Every time I take on a new editorial client, I pull out my phone and open the lighting diagram app I built myself. Before a single strobe fires, I want a plan. But that habit only developed because I spent years doing the opposite — guessing, adjusting, guessing again — and occasionally ruining shots because I couldn’t read what the light was actually doing. The skill I was missing wasn’t gear knowledge. It was the ability to look at a photograph and reverse-engineer how it was lit.
That’s exactly what this CreativeLive tutorial addresses head-on. Watch the full tutorial on YouTube — the instructor walks through a live studio demo, building a lighting setup piece by piece and training the viewer to identify each light’s role from the shadows and highlights it leaves on the subject’s face. If you’ve ever stared at a magazine portrait and wondered how to recreate it, this tutorial gives you the analytical framework to start answering that question yourself.

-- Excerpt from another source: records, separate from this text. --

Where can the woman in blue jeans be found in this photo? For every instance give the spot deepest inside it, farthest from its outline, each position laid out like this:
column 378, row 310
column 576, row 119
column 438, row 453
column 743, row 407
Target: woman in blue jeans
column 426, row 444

The approach here is practical and sequential: start with one light, understand what it does, then add the next. I’ve structured my own studio sessions the same way for years. Every modifier in my space gets a strip of masking tape with its role written on it before a shoot. It forces the same kind of intentional thinking the instructor is demonstrating, because once you’ve got three or four lights firing simultaneously, it’s very easy to lose track of what’s contributing what.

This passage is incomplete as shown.